Jiten soube então. Eram kumokais rebeldes. Eles haviam sido decapitador por ondem do lorde Sanghun. Agora, após a morte, o que eram guerreiros símbolos de honra se tornaram lembretes da vingança do poder que imperava.
O menino havia escutado sobre alguns guerreiros de Oradobuk, a região norte, que haviam se unido e atendado para a retomada de Sanghun. Consideravam aquele assentamento uma imposição injusta do Imperador.
Uma vez que não podiam lutar diretamente contra o Imperador, decidiram então por confrontar o Clã Sanghun.
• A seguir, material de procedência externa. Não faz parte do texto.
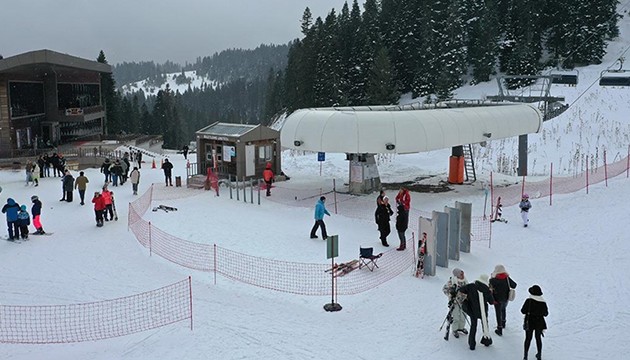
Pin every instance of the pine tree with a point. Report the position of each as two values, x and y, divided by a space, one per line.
109 99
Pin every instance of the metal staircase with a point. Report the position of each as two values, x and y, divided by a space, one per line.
469 164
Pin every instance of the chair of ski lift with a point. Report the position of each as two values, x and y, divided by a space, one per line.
569 78
368 259
615 78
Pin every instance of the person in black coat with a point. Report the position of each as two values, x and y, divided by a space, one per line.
476 310
535 309
402 222
167 166
500 284
382 217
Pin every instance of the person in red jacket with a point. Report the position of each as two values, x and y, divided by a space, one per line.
108 198
99 208
268 177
A batalha havia acontecido já há alguns dias, mas a população pouquíssimo havia escutado sobre o resultado. Agora, podiam ver com os próprios olhos.
As carroças atrás vinham empilhadas com os corpos dos derrotados. O odor nauseabundo criava uma aura agonizante pelas ruas. Aqueles que se recusavam a ver o espetáculo, não poderiam prender a respiração por tempo suficiente para não sentir o fedor.
A procissão dos soldados vitoriosos acabaria na praça principal e notadamente muitos camponeses iriam para lá, para prestigiar o lorde vitorioso e cuspir sobre os corpos dos vencidos.
O silêncio que ficou após a passagem das carroças era tão difícil de se ignorar quanto o cheiro.
Jiten viria entender naquele momento o poder de uma terceira linha. A violência e a brutalidade de assistir o que um homem pode fazer a outro. No dia que sua família morreu, aquilo se cristalizou em um trauma em sua mente.
Agora, compreendia que a violência é uma linha que liga os homens. Aqueles que governam detém a devida linha sanguínea. Aqueles que são lembrados possuem uma linha que traça memórias de seu legado.
Viver não era algo passivo. A vida não é algo que ocorre. Estar vivo dizia uma coisa. Em Bushimusuko sob o Clã Sanghun, viver era um ato político. Até o momento, mais efetivo do que pegar em armas.